Two Federal Reserve officials said that a recent run of weak economic data makes them wary of raising interest rates too soon, reinforcing forecasts that the Fed will wait until September to tighten.
Atlanta Fed President Dennis Lockhart said Thursday that a move in June is “not my preference” although “I don’t take June off the table.”
Boston Fed President Eric Rosengren, in a speech in London, said that “incoming data would need to improve to fully satisfy the committee’s two conditions for starting to raise rates.” Lockhart votes on the policy-setting Federal Open Market Committee this year, while Rosengren doesn’t.
Officials are reviewing recent signs the economy hit a soft patch in the first quarter to see if it lasts, which would undermine their forecasts for stronger hiring and higher inflation that warrant raising rates later this year.
Cleveland Fed President Loretta Mester said that while she expects this weakness to be transitory, she’s looking for the evidence.
“I want to see whether the data is going to be consistent with my forecast,” she said on Friday in an interview with Bloomberg Radio’s Kathleen Hays and Vonnie Quinn. “We’re going to get a lot of data between now and June.”
Most officials expect to raise the benchmark interest rate some time this year, forecasts released last month show.

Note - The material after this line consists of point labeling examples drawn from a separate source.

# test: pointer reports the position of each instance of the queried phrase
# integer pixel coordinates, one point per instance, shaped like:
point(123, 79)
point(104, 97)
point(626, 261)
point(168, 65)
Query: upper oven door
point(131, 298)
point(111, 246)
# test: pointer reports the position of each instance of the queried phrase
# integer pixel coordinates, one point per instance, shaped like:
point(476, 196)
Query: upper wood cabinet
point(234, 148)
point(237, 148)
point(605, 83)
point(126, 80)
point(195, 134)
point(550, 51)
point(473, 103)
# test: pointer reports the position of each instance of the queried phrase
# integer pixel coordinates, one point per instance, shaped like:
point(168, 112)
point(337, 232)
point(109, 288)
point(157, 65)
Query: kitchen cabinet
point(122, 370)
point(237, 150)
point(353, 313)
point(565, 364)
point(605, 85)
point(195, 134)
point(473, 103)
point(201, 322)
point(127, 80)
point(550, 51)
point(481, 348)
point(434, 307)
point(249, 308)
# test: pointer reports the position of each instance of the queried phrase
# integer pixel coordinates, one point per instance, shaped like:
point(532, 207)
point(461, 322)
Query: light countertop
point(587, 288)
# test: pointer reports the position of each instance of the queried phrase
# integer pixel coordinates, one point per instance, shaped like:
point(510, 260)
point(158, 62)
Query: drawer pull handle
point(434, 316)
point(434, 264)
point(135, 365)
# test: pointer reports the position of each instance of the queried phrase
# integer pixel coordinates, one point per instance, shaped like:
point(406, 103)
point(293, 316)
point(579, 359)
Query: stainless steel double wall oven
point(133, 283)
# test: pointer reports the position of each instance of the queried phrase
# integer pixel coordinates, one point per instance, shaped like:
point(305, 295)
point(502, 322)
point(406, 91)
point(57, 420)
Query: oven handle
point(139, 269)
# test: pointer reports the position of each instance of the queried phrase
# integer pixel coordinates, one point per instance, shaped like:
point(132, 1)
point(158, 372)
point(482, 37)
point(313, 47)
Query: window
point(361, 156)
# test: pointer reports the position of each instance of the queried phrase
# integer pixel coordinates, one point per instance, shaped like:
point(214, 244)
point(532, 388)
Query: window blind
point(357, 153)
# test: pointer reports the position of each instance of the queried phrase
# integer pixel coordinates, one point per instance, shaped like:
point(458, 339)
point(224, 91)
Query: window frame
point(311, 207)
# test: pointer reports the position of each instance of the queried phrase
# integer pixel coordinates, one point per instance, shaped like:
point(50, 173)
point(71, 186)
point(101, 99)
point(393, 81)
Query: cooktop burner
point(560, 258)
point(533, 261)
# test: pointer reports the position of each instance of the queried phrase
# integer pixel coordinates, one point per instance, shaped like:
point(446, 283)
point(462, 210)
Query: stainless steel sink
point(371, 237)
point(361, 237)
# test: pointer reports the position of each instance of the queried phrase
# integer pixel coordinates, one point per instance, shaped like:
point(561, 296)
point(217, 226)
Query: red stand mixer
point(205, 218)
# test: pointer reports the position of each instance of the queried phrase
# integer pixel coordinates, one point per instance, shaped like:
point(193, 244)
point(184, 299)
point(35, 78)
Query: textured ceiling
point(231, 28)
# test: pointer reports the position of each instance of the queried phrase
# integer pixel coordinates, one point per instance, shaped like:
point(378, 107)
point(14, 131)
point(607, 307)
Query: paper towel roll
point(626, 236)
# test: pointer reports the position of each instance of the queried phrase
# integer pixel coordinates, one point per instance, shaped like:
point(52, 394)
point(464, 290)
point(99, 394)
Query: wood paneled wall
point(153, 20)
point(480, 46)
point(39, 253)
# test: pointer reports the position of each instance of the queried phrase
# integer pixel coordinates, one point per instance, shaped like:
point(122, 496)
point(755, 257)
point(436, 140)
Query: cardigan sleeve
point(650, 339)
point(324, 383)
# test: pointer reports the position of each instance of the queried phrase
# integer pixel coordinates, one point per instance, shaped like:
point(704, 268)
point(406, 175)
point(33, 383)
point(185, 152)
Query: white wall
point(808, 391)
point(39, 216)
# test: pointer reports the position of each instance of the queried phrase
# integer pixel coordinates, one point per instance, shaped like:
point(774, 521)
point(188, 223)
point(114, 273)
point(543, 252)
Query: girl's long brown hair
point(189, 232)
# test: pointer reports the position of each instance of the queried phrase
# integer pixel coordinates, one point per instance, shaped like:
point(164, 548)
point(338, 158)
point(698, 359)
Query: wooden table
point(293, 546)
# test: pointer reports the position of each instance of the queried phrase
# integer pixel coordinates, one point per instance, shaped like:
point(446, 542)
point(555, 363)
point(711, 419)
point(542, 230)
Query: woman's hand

In recent weeks, officials have struck a cautious note, with New York Fed President William C. Dudley saying on April 8 that he sees “strong arguments for being a little on the late side.”
A smaller-than-forecast increase in housing starts in March reported on Thursday was the latest indication that the economy slowed in the first quarter. Other figures this week showed manufacturing barely rose last month, while retail sales climbed less than economists predicted.
Another official, Vice Chairman Stanley Fischer, played down disappointing data on job gains last month and said he expects the economy to rebound after a soft first quarter, without indicating his preference for the timing of the first rate increase in almost a decade.
“There’s one weak employment report and five or six spectacular ones before it,” he told a panel on Thursday at an International Monetary Fund event in Washington. “We’re expecting a pick-up in growth following the first quarter.”
The FOMC was split at its meeting last month on when to begin lifting rates from near zero. Several participants wanted to start tightening in June, while others favored later in the year, according to minutes of the March 17-18 meeting.
That was before the release of that month’s jobs data showing employers added a fewer-than-expected 126,000 jobs in March, the smallest gain since December 2013. Economists surveyed by Bloomberg estimate annualized economic growth slowed to 1.4 percent in the first quarter from 2.2 percent in the previous three months.
A majority of economists in an April 3-9 Bloomberg survey forecast the first rate rise at the Fed’s September meeting. In two surveys conducted in March, a plurality of economists said the first increase would come at the Fed’s June meeting.
“I would prefer a later liftoff date,” Lockhart told reporters after delivering a speech in Palm Beach, Florida. “I would like to see more confirming evidence” that the economy will rebound. “The stronger the evidence, the more orderly the subsequent path of policy would be,” he said.